Several depositories are closing demat accounts of customers with too many accounts. This is after National Securities and Depository Ltd asked depository participants to submit lists of customers having more than 20 accounts with common addresses.
The move comes in the wake of a Sebi (Securities and Exchange Board of India) crackdown on banks and intermediaries involved in the IPO scam.
The deadline for the depository participants to deliver their reports was January 15. But, till last week, only 70 had filed reports. Of these, 50 claimed that they did not find any instance of multiple accounts being held by an applicant.
Several others wanted more time, NSDL managing director CB Bhave told Business Standard last week.
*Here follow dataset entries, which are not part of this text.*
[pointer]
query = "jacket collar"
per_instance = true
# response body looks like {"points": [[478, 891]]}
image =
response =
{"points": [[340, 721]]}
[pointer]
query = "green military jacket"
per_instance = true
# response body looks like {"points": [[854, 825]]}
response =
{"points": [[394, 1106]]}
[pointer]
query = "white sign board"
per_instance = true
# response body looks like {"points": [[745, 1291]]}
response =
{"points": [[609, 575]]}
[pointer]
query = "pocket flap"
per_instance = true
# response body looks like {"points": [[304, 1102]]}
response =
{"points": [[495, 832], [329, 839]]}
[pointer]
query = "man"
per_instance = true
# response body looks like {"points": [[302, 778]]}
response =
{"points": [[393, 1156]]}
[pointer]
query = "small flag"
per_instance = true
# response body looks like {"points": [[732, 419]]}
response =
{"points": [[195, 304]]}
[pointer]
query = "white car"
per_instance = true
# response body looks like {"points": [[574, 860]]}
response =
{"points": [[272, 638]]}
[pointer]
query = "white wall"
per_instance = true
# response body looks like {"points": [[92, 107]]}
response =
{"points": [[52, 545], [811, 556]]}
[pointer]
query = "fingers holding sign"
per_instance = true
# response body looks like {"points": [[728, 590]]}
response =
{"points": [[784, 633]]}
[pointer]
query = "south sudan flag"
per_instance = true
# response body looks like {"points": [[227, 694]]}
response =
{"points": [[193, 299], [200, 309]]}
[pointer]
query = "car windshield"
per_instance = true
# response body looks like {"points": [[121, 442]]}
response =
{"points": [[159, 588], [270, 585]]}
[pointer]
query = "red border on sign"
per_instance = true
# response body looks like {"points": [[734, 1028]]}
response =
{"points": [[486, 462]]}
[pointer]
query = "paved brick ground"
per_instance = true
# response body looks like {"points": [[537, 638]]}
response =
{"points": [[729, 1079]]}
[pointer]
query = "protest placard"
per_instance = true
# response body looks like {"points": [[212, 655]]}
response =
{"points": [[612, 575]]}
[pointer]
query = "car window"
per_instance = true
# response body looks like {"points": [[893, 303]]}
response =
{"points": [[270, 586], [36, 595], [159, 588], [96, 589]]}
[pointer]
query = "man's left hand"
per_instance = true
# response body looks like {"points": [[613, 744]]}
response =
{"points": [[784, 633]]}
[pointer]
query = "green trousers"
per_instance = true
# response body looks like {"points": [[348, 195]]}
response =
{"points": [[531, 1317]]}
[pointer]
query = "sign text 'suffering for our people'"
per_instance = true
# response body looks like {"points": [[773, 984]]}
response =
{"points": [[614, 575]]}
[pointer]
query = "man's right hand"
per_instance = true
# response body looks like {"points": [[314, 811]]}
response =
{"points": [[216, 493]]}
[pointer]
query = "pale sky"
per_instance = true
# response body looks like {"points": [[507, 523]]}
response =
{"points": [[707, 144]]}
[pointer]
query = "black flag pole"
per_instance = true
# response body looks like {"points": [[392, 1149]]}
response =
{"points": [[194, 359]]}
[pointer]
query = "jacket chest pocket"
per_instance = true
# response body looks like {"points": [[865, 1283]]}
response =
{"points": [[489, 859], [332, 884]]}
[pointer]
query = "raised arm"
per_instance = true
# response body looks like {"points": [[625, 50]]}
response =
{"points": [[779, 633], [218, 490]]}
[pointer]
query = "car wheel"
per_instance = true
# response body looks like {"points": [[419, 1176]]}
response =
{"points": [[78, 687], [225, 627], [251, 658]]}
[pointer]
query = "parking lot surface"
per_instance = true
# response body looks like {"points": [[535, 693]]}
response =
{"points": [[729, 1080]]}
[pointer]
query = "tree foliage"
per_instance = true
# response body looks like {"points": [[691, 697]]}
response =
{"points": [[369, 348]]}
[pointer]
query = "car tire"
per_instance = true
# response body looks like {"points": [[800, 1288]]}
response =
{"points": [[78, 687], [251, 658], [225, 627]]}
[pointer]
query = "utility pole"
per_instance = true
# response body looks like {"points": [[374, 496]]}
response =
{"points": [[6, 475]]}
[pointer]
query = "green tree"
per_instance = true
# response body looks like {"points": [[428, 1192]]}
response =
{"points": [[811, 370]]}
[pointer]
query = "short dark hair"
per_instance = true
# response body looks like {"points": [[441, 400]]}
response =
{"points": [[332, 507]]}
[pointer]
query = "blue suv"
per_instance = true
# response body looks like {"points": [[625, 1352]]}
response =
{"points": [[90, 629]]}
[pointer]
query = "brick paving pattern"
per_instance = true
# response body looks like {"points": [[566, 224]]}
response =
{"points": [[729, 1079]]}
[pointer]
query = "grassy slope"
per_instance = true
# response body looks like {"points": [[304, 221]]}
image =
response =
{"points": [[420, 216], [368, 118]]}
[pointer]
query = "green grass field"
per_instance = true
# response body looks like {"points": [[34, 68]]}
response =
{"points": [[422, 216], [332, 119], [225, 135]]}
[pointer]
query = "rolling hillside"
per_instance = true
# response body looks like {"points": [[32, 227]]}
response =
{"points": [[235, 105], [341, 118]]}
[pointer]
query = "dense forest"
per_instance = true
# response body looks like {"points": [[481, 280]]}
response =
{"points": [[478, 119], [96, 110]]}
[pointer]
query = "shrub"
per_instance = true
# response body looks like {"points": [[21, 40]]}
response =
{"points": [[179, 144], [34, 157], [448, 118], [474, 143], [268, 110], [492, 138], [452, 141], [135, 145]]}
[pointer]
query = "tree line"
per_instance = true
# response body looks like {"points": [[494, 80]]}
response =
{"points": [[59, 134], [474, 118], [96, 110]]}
He could not be contacted on Tuesday.
Even as some depository participants are buying time from the NSDL, the managers of erring depositories are busy contacting customers to wind up their accounts in order to ensure a clean image for themselves.
Sources familiar with the modus-operandi of the multiple-application racket said, several depository participants, maintaining these accounts for a long time and aware of their end purpose, were now rushing to close them to avoid regulatory wrath.
Sources close to the development said in the multiple-application racket powerful financiers got deals executed through a clutch of brokers.
Brokers then pass on the money to a host of individual operators, usually chartered accountants, who are engaged primarily in keeping active accounts in the names of real (but not actual holders) people, which are used for filing multiple applications.
These operators ensure that intermittent transactions take place to keep bank and demat accounts active. They are hand-in-glove with banks and depository participants that finally help execute the entire process.